On June 20, 2016, the Federal Minister of Finance and his provincial and territorial counterparts announced that an agreement in principle had been reached between the federal government and the provinces and territories on Canada Pension Plan (CPP) enhancement during the first day of meetings at the Federal-Provincial-Territorial Finance Ministers’ Meeting in Vancouver.
The CPP enhancement is scheduled to begin on January 1, 2019 and would:
- increase income replacement from one quarter to one third of pensionable earnings—this means that, at maturity, a Canadian with $50,000 in constant earnings throughout their working life would receive a yearly pension benefit of around $16,000 instead of the $12,000 they would currently receive, or $4,000 more per year; and
- increase the maximum amount of income subject to CPP by 14%, which is projected to be equal to roughly $82,700 in 2025.

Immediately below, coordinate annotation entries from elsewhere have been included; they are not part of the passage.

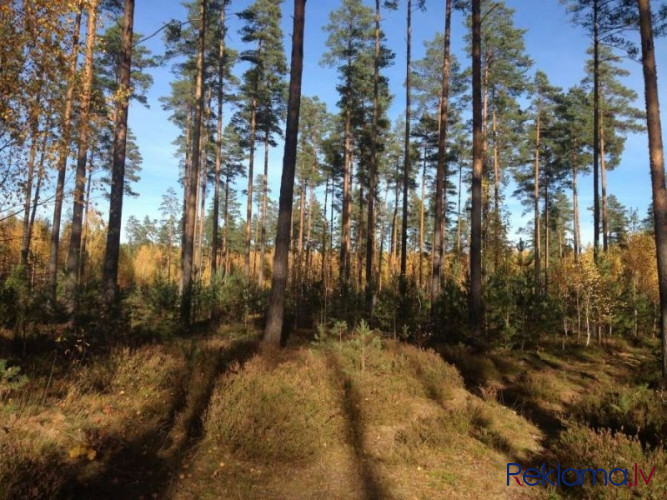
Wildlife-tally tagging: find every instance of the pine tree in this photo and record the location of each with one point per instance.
(261, 87)
(276, 309)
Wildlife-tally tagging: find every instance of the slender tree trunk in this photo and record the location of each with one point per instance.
(536, 206)
(370, 231)
(546, 231)
(478, 149)
(458, 212)
(218, 146)
(438, 237)
(112, 252)
(38, 186)
(360, 237)
(596, 129)
(203, 180)
(603, 180)
(383, 236)
(63, 153)
(323, 270)
(190, 220)
(276, 310)
(309, 227)
(496, 193)
(225, 233)
(265, 198)
(303, 192)
(74, 254)
(406, 154)
(575, 207)
(86, 231)
(32, 158)
(421, 222)
(657, 161)
(345, 223)
(394, 235)
(251, 165)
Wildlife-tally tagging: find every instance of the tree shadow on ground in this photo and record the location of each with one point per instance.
(373, 488)
(145, 467)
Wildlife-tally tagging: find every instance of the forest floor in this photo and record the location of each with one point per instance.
(220, 416)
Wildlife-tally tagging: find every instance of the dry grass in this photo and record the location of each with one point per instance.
(310, 423)
(67, 435)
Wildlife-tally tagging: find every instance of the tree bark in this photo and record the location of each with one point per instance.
(657, 162)
(603, 180)
(440, 209)
(74, 253)
(421, 222)
(596, 130)
(112, 253)
(265, 200)
(251, 165)
(32, 158)
(477, 155)
(536, 207)
(345, 222)
(546, 230)
(63, 150)
(190, 219)
(218, 146)
(276, 309)
(575, 207)
(406, 155)
(370, 231)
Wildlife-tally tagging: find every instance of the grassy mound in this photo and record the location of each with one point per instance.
(351, 417)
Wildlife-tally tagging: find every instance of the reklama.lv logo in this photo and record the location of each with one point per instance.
(618, 476)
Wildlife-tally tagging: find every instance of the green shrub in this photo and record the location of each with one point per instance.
(154, 308)
(10, 379)
(276, 409)
(581, 447)
(635, 411)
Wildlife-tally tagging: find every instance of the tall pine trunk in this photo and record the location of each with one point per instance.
(251, 167)
(657, 160)
(190, 220)
(406, 154)
(603, 180)
(265, 200)
(536, 207)
(370, 231)
(276, 309)
(112, 253)
(438, 236)
(74, 253)
(218, 146)
(32, 158)
(477, 155)
(63, 153)
(421, 222)
(575, 208)
(596, 129)
(347, 202)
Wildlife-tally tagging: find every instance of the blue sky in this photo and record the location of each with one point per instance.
(556, 46)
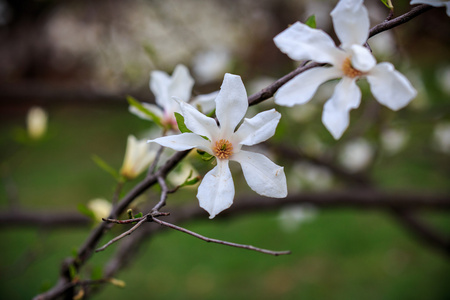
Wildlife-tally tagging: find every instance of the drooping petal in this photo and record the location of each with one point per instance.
(259, 128)
(151, 107)
(184, 141)
(231, 103)
(362, 58)
(390, 87)
(302, 88)
(198, 122)
(336, 110)
(300, 42)
(216, 191)
(159, 85)
(181, 83)
(262, 175)
(351, 22)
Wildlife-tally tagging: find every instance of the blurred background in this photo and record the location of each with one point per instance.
(78, 60)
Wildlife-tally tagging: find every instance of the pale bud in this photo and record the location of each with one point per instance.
(36, 122)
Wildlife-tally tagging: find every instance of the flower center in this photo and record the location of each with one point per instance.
(348, 69)
(223, 149)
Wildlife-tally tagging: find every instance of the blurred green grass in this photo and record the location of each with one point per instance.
(341, 254)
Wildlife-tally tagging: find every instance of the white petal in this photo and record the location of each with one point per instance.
(300, 42)
(216, 191)
(259, 128)
(390, 87)
(336, 110)
(362, 58)
(183, 142)
(181, 84)
(302, 88)
(351, 22)
(206, 102)
(261, 174)
(231, 103)
(198, 122)
(159, 85)
(151, 107)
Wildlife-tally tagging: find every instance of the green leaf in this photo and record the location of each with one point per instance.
(133, 102)
(311, 21)
(104, 165)
(180, 121)
(388, 4)
(86, 211)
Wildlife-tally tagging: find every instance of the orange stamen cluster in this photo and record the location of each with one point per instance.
(223, 149)
(348, 69)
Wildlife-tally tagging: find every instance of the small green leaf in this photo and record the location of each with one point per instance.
(311, 21)
(104, 165)
(388, 4)
(133, 102)
(180, 121)
(86, 211)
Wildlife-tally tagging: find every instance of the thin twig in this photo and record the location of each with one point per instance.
(209, 240)
(128, 232)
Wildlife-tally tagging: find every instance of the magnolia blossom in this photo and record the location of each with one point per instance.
(137, 158)
(351, 61)
(216, 191)
(436, 3)
(164, 87)
(36, 122)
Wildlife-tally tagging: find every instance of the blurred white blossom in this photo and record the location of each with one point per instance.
(393, 140)
(138, 157)
(36, 122)
(356, 155)
(210, 65)
(100, 207)
(441, 137)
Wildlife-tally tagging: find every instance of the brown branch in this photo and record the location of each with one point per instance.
(209, 240)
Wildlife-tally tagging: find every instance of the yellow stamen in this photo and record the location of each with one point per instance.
(348, 69)
(223, 149)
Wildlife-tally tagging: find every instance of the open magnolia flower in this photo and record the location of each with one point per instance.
(138, 157)
(436, 3)
(216, 191)
(351, 61)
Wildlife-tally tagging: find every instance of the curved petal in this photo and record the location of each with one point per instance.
(184, 141)
(351, 22)
(198, 122)
(151, 107)
(231, 103)
(259, 128)
(390, 87)
(302, 87)
(362, 58)
(181, 83)
(216, 191)
(262, 175)
(300, 42)
(159, 85)
(336, 110)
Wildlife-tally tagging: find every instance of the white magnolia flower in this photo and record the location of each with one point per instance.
(36, 122)
(436, 3)
(216, 191)
(137, 158)
(350, 62)
(100, 207)
(164, 87)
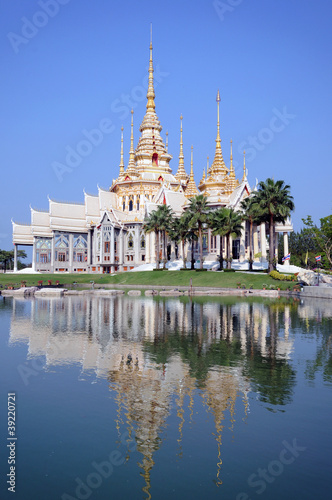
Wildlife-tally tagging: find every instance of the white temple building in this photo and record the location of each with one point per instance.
(105, 233)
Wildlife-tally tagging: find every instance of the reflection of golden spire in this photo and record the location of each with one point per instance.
(191, 189)
(121, 159)
(181, 173)
(150, 106)
(131, 164)
(218, 166)
(231, 178)
(180, 412)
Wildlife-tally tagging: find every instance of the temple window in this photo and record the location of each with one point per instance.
(130, 241)
(155, 159)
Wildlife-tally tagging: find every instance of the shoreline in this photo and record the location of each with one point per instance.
(149, 290)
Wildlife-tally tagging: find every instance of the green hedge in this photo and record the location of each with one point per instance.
(282, 277)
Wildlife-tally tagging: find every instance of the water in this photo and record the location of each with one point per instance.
(139, 398)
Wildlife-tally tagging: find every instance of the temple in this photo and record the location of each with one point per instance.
(105, 233)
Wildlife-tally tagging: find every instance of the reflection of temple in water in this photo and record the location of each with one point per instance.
(158, 354)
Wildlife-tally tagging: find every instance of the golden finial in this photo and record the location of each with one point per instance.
(181, 157)
(131, 164)
(121, 158)
(244, 167)
(181, 173)
(232, 173)
(150, 106)
(191, 189)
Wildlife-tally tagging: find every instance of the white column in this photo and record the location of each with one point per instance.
(263, 242)
(112, 256)
(15, 258)
(34, 255)
(121, 250)
(255, 238)
(137, 245)
(286, 250)
(153, 247)
(71, 246)
(242, 255)
(89, 248)
(52, 253)
(276, 240)
(112, 245)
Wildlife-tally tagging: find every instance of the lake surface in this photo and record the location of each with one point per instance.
(139, 398)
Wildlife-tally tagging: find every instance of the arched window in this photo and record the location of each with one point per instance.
(155, 159)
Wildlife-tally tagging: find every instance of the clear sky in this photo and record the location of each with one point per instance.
(71, 66)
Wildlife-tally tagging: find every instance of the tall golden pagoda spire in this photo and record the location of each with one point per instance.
(231, 178)
(218, 166)
(150, 106)
(121, 159)
(181, 173)
(131, 164)
(191, 189)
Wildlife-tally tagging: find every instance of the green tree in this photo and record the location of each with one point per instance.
(158, 221)
(151, 224)
(165, 214)
(275, 205)
(198, 211)
(7, 257)
(322, 235)
(232, 227)
(180, 232)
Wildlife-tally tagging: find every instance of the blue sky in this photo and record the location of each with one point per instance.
(71, 66)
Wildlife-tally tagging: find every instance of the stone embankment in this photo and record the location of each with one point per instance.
(162, 291)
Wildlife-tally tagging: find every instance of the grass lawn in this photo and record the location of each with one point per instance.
(153, 278)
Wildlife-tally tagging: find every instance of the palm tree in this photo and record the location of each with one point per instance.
(232, 227)
(275, 203)
(166, 215)
(217, 223)
(198, 215)
(152, 223)
(251, 214)
(180, 232)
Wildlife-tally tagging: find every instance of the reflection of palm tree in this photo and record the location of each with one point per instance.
(322, 361)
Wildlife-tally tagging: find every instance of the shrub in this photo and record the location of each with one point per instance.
(281, 277)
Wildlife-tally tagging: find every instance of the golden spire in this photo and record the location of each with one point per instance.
(191, 189)
(231, 172)
(244, 178)
(181, 173)
(218, 166)
(131, 170)
(231, 178)
(150, 106)
(121, 159)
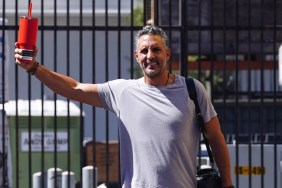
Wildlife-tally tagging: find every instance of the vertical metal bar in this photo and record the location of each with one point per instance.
(170, 32)
(56, 173)
(16, 184)
(275, 178)
(156, 12)
(119, 75)
(225, 93)
(183, 35)
(81, 80)
(212, 49)
(94, 80)
(262, 114)
(249, 94)
(29, 128)
(237, 121)
(199, 41)
(42, 101)
(4, 136)
(131, 37)
(107, 77)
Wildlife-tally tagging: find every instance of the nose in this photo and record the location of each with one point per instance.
(150, 54)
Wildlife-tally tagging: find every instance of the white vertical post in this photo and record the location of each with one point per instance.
(52, 172)
(36, 180)
(68, 180)
(87, 177)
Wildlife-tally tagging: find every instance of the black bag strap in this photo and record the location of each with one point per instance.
(193, 95)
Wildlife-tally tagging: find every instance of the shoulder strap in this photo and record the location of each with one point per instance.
(193, 95)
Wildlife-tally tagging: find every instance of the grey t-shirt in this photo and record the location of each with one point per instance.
(159, 135)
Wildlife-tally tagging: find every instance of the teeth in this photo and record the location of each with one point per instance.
(154, 63)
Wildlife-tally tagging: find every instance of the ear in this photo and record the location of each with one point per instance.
(136, 55)
(168, 53)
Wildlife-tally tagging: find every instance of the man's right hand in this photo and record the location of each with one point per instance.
(18, 58)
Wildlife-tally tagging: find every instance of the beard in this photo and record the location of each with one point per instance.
(152, 69)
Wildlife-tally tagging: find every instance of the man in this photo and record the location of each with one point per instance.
(159, 135)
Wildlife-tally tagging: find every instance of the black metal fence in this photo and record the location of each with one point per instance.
(231, 46)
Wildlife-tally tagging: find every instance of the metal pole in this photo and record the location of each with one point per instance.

In order to ensure a smooth transition for businesses and Canadian taxpayers, the Ministers propose the following measures:
- introducing a gradual phase-in starting on January 1, 2019 that will allow more time for businesses to adjust;
- enhancing the federal Working Income Tax Benefit as a means of offsetting the impact of increased contributions on low-income workers; and
- providing a tax deduction—instead of a tax credit—for employee contributions associated with the enhanced portion of CPP in order to avoid increasing the after-tax cost of saving for Canadians.